Langjökull is a colossal glacier in central Iceland, located in the western part of the highlands. There is also a section of a volcanic system in the area.
This is the closest ice cap to the capital Reykjavík, so it's rather easy to get to, and Langjökull has become quite famous for its superb ice caves and other tourist activities.
Langjökull Summit - Julien Lanoy @unslpash
Langjökull, “the long glacier”, was named so by the locals because of its elongated shape. While only 20 km wide, it stretches out nearly 55 km in length. Boasting a total area of about 950 km², Langjökull is, after the huge Vatnajökull, the second largest glacier in Iceland and the 4th largest in Europe.
Its altitude is roughly between 1,000 and 1,300 meters and the highest point, Baldjökull, stands at 1,450 meters. South of Langjökull lies the Þórisjökull, another glacier with an area of only 30 km² that recently broke off from Langjökull.
Affecting all glaciers, global warming is has already had a significant impact on the Langjökull. Experts estimate that it could disappear within 100 years, or even 50 in the worst case scenario.
In fact, not far from here you will find (or rather not find) the site of the former Okjökull (Ök), the first glacier in Iceland to disappear completely due to climate change in 2014.
Like all Icelandic glaciers, Langjökull meltwaters feeds several large lakes, such as Þingvallavatn, the largest lake in Iceland, or Hvítárvatn, located east of the glacier.
Langjökull - Ulrich Knoll @unslpash
The Langjökull ice sheet was formed 3,500 years ago. For centuries, snow accumulated in the region, layering and freezing to form the glacier.
Langjökull is also home to a volcanic system called Oddnýjarhnjúkur Langjökull, made up of two subglacial calderas. Experts found traces of two eruptions about 5,500 years ago.

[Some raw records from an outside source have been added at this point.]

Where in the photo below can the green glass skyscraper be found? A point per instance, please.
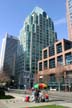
(36, 34)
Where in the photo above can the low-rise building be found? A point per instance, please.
(55, 68)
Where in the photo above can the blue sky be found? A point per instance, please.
(14, 12)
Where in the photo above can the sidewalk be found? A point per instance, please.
(19, 103)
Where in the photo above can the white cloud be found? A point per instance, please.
(60, 21)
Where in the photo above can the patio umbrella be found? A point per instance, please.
(36, 86)
(40, 85)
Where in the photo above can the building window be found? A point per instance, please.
(59, 48)
(68, 58)
(60, 59)
(52, 63)
(45, 54)
(45, 64)
(67, 45)
(51, 50)
(40, 66)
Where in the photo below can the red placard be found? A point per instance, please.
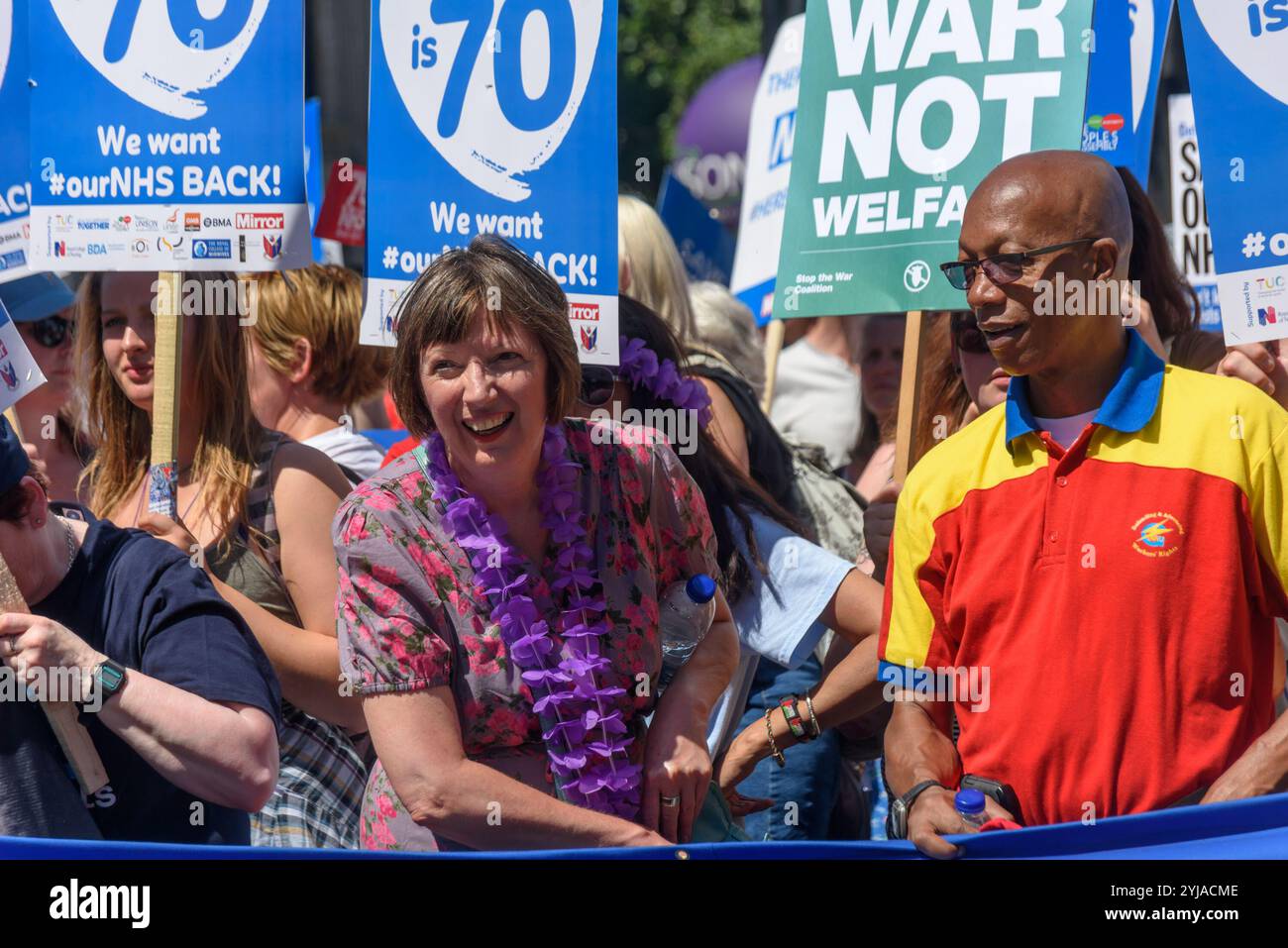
(344, 209)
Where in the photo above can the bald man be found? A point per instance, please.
(1089, 574)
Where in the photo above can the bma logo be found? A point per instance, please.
(781, 143)
(161, 53)
(472, 98)
(259, 222)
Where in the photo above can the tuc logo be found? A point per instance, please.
(162, 53)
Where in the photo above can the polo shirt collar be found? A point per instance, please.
(1128, 406)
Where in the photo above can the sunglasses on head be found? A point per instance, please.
(1000, 268)
(967, 337)
(596, 385)
(52, 331)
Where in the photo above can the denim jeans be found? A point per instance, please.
(805, 790)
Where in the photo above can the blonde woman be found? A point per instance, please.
(307, 369)
(256, 504)
(651, 270)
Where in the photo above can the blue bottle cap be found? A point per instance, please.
(700, 587)
(969, 801)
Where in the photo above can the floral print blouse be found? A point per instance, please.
(408, 617)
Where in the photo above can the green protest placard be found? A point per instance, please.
(905, 107)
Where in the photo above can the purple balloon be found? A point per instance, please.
(711, 141)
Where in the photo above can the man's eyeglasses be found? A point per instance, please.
(596, 385)
(1000, 268)
(52, 331)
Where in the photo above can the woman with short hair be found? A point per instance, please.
(500, 584)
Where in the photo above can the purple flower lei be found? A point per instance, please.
(585, 745)
(640, 368)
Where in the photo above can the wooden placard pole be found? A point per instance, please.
(62, 716)
(773, 348)
(166, 382)
(910, 393)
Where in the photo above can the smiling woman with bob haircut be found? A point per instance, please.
(498, 590)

The glacier is remote and quite isolated in central Iceland, but you can still get there via two trails that run inland:
The F550 will get you closest to it in an off-road 4x4. From Húsafell, it takes approximately 20 km to reach the glacier by taking the F550 southwards and branching off east on the F551.
About a hundred kilometers from Reykjavik, it takes 2 hours to reach the glacier from the capital.
Langjökull Ice Tunnel - Matt Kochar @unslpash
In recent years, Langjökull has become famous for its many tours and excursions: ice caves, glacier hikes, helicopter flights, snowmobiling... Everyone can find their perfect activity.
Langjokull is home to the largest artificial ice tunnel in the world, “Into the Glacier”, totalling 500 meters long. Launched in 2015, this installation even has an ice chapel where you can get married in a crystal palace! The ice tunnel can be visited all year round and is spared from the weather so you can go there when it rains.
The myriad blue tones reflecting in the ice cave are simply magnificent.
Langjökull - Claire Nolan @unslpash
Starting from the car park, a huge prepared 4x4 vehicle, essentially a monster truck, will take you to the entrance of the cave near the summit. After a short walk on the glacier, you descend...Into the Glacier.
The colors change as you penetrate deeper and the refracted sunlight on the ice is simply amazing. Keep your ears sharp to hear the ice cracking due to the constant movements of the glacier. Throughout the tour, a guide explains the history of the cave.
One of Langjökull's top activities for thrill-seekers is snowmobiling. The outings last 2 hours to 12 hours in the company of a professional guide.